Running uphill never gets any easier, you just get faster, but if you want the thrills of hurtling down some single track then you have to climb mountains (or molehills) some times.
We at TrainAsONE love running and racing uphills and at the Lyon Urban Trail races it was the Mountain and Fell racers, Nats White and Sarah Tunstall, who excelled and won their events. The stairs in Lyon were a bit different to what everyone was used to but strength and speed were important to get to the top first.
“make sure you keep upright, drive through your arms and don’t over reach your stride”
Your form is very important and Nats says “make sure you keep upright, drive through your arms and don’t over reach your stride”. You can work on this in hill reps or every time you get to a hill, especially at the end of a long run.
Sarah again emphasises the importance of the arms, “keep the arms pumping as they will drive your legs when you’re fatiguing”. There is more of a correlation between arm and leg movement than most expect.
“Keep the arms pumping as they will drive your legs when you’re fatiguing”
The steeper the hill gets the more likely it may be more efficient to power hike up there so don’t be afraid to try walking to see if it makes things easier. It depends on the runner and some will run all the way to the top and others will actually hike up quicker. When an event gets longer then the efficiency of hiking becomes more important.
Get on all sorts of hills and work your way up them. Races have hills in all shapes and sizes so it is important to practice on a variety of terrains and gradients.
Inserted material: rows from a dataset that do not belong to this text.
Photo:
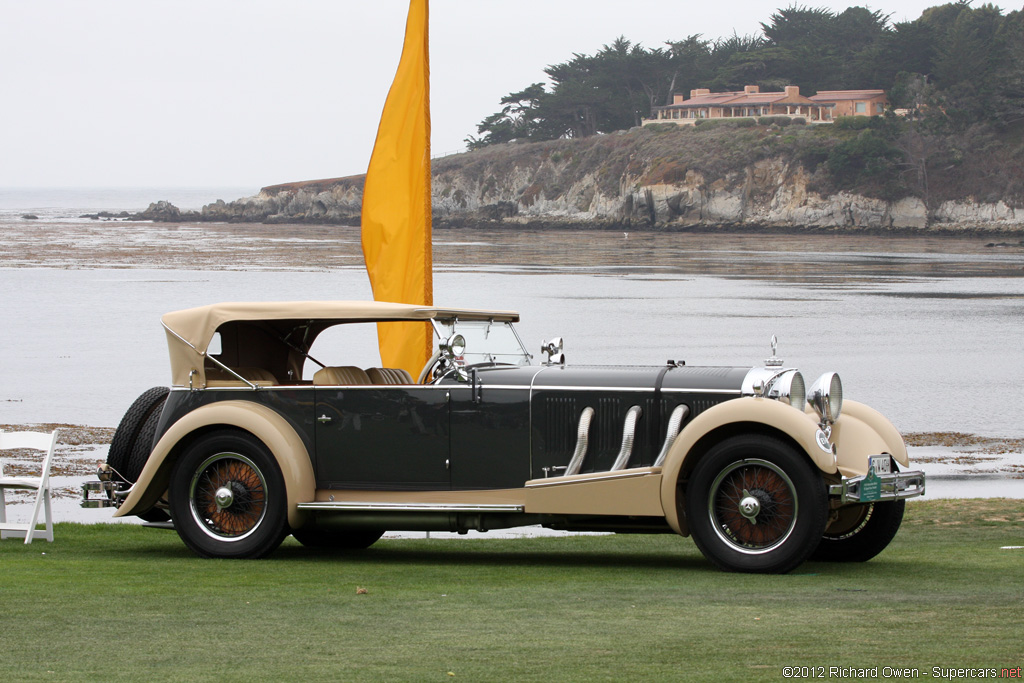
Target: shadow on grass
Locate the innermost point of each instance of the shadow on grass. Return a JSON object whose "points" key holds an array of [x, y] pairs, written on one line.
{"points": [[632, 552], [502, 558]]}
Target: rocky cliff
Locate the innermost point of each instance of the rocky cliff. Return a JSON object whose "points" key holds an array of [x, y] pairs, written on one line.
{"points": [[653, 178]]}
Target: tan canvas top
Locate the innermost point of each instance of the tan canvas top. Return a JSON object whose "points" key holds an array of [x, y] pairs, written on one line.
{"points": [[189, 332]]}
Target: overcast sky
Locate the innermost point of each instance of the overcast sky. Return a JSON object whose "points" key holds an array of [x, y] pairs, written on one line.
{"points": [[254, 92]]}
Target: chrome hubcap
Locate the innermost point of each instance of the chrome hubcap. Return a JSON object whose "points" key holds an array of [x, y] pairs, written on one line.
{"points": [[750, 507], [223, 498]]}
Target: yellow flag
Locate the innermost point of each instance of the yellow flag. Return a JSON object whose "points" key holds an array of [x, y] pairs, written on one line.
{"points": [[396, 241]]}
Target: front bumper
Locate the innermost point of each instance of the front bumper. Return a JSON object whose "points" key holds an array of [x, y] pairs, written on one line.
{"points": [[873, 487]]}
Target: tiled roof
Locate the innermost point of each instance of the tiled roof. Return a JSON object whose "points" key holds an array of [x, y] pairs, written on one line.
{"points": [[835, 95]]}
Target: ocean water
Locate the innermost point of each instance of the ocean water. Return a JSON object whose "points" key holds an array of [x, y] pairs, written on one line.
{"points": [[927, 331]]}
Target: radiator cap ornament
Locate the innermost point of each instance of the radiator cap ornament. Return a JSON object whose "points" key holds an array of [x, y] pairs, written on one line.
{"points": [[773, 361]]}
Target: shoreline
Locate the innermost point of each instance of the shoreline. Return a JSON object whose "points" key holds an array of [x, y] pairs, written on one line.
{"points": [[443, 223]]}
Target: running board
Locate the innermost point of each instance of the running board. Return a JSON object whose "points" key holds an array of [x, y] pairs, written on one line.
{"points": [[360, 506]]}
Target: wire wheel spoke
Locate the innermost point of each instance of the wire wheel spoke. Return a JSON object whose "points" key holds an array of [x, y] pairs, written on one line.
{"points": [[246, 503], [771, 517]]}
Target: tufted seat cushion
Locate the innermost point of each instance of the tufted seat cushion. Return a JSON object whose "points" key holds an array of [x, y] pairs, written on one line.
{"points": [[389, 376], [341, 375]]}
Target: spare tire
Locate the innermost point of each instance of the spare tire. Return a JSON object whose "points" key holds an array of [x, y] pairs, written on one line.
{"points": [[133, 440], [123, 445]]}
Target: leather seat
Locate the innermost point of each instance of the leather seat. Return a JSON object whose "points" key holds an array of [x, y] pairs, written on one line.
{"points": [[340, 376], [389, 376]]}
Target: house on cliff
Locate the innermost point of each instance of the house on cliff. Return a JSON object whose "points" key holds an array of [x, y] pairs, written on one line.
{"points": [[751, 102], [853, 102]]}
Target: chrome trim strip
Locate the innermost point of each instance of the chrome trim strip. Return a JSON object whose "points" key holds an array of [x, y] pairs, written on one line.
{"points": [[736, 392], [629, 428], [583, 439], [558, 387], [672, 431], [547, 387], [894, 486], [341, 506], [562, 481]]}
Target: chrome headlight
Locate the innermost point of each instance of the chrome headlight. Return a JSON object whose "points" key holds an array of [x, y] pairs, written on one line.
{"points": [[790, 388], [825, 396]]}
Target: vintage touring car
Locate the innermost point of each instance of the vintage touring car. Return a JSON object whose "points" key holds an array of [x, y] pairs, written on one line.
{"points": [[257, 439]]}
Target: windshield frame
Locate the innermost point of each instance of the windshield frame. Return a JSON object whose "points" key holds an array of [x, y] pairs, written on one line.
{"points": [[476, 332]]}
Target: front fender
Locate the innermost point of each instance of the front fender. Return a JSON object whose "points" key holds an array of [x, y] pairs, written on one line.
{"points": [[265, 424], [795, 424], [862, 431]]}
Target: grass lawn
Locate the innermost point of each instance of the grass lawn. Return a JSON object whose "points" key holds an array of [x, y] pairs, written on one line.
{"points": [[113, 602]]}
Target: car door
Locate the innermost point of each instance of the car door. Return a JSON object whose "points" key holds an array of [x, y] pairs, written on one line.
{"points": [[384, 437]]}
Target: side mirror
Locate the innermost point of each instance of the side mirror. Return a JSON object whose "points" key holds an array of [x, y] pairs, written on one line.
{"points": [[553, 349]]}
Shorter hill reps will help with power and speed, whilst longer ones will raise lactate threshold and efficiency.
“Try to look 10m ahead, as this will keep your hips in the right position for uphill and help push you up the hill”
Ben Riddell, coach for RunSmarter, and someone who has moved to the French Alps to work on his mountain running says “to try to look 10m ahead, as this will keep your hips in the right position for uphill and help push you up the hill”.
Lastly, you have to learn to love the hills. Find a reason to love every hill and never have to work up one in your life. You don’t have to love the act itself, but the downhill to come, the view at the top or the satisfaction of another summit conquered.
If you’re an ultra runner just see it as an uphill picnic. Find a reason to enjoy them and it all becomes a little bit easier.